Through a combination of mechanical, chemical and biochemical recycling technologies, the project will design a recycling platform that can separate and recover the constituent building blocks of plastic alongside other materials in the original packaging. By taking these recycled elements and using them to produce new plastic packaging, new, high-quality materials can be produced without the associated carbon footprint of making new plastics from oil. This is referred to as a circular economy.
We can establish a circular economy that means these materials will be able to be manufactured from recovered resources instead of oil-based commodities, with less of a burden on landfill and the environment.”
Dr Alex Brogan, Department of Chemistry
As Dr Alex Brogan explains, “The accumulation of plastic waste in the environment is an ecological disaster, and a circular economy is going to be vital if we’re to change that. This project will help close the loop between the production of new materials and the recycling of old ones for some of the hardest materials to recycle with current methods.

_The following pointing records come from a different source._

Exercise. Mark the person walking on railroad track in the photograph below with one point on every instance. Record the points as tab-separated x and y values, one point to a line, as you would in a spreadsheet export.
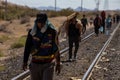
108	24
97	24
84	23
73	31
42	44
103	17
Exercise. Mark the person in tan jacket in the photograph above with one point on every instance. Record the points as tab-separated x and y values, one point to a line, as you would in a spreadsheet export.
73	29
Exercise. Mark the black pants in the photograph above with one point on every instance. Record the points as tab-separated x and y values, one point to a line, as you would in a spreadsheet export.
96	30
73	40
84	29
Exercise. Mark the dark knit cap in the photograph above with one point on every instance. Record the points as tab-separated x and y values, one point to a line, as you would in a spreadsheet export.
41	17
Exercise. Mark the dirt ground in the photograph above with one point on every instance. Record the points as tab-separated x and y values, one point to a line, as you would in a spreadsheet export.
14	30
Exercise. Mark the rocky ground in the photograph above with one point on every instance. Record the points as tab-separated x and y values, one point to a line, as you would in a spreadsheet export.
87	51
109	65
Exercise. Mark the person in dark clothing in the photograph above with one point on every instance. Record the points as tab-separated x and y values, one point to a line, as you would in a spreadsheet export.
103	17
73	30
118	18
97	24
42	44
84	23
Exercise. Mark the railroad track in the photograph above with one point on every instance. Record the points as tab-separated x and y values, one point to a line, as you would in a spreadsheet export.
26	73
88	73
99	55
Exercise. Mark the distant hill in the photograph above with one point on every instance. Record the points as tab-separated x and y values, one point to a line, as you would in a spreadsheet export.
58	9
49	8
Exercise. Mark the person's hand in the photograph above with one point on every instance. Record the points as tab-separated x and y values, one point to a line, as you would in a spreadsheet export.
24	66
58	68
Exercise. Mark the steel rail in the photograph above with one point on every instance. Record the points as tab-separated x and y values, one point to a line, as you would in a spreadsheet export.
98	57
27	73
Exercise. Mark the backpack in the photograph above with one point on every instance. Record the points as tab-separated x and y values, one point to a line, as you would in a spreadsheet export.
84	21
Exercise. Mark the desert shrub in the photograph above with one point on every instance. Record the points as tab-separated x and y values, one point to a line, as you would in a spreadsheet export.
4	38
19	43
1	54
25	20
2	68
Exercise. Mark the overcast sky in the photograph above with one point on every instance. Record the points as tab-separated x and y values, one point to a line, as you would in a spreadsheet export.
90	4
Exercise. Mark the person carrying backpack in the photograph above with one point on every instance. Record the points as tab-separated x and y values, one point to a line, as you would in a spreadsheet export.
73	31
84	23
97	24
42	44
103	16
108	24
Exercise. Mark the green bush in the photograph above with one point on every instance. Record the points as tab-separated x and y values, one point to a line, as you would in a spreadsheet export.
1	54
3	38
2	68
20	43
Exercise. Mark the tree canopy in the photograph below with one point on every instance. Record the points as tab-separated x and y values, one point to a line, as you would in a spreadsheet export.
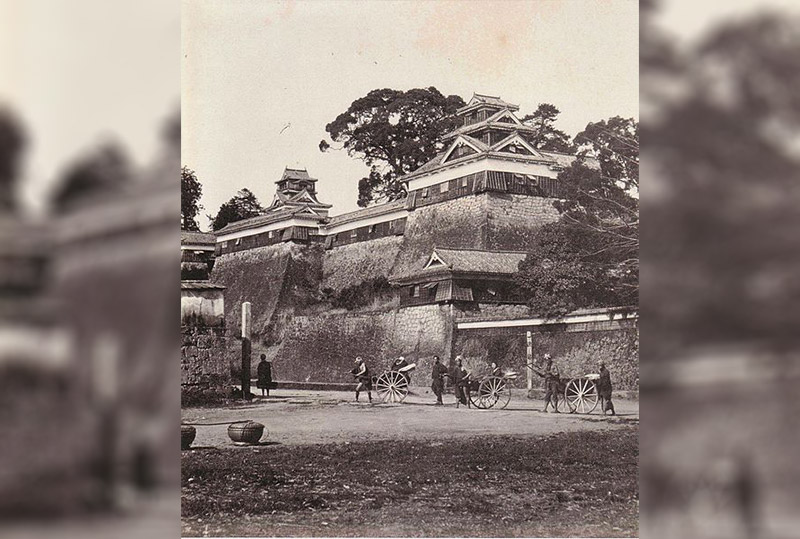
241	206
547	137
590	257
721	240
394	132
191	191
615	144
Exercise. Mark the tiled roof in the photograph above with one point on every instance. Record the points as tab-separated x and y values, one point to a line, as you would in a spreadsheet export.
433	163
372	211
566	160
475	261
280	214
296	174
200	285
479	99
491	121
197	238
469	261
478	143
437	160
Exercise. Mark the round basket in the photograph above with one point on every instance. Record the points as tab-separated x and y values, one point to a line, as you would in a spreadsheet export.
246	433
188	434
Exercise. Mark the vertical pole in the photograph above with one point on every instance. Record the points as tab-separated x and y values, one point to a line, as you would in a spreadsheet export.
105	365
530	359
246	333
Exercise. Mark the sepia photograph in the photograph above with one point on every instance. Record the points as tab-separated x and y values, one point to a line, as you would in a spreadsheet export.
410	269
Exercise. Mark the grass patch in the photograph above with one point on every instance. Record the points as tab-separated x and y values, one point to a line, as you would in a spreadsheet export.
575	484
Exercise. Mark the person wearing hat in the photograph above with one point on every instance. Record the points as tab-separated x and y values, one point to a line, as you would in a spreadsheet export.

“My role in this project will be primarily biochemical, changing the conditions of biological catalysts, or enzymes, to break down the molecular structure of this plastic packaging into its base materials. By doing this, we can establish a circular economy that means these materials will be able to be manufactured from recovered resources instead of oil-based commodities, with less of a burden on landfill and the environment.”
Whilst the focus of this project is on multilayer packaging, the methodology developed by Dr Alex and the teams at King’s and Imperial will be also be able to be applied to other forms of waste, including mixed waste streams.
Mixed waste streams, or un-sorted waste, has traditionally posed a large barrier to recycling as individuals put all of their rubbish into a singular bin instead of sorting it into separate groups. By developing a recycling platform that can split waste into its constituent parts, this work will help reduce strict requirements around waste separation and make recycling simpler for individuals.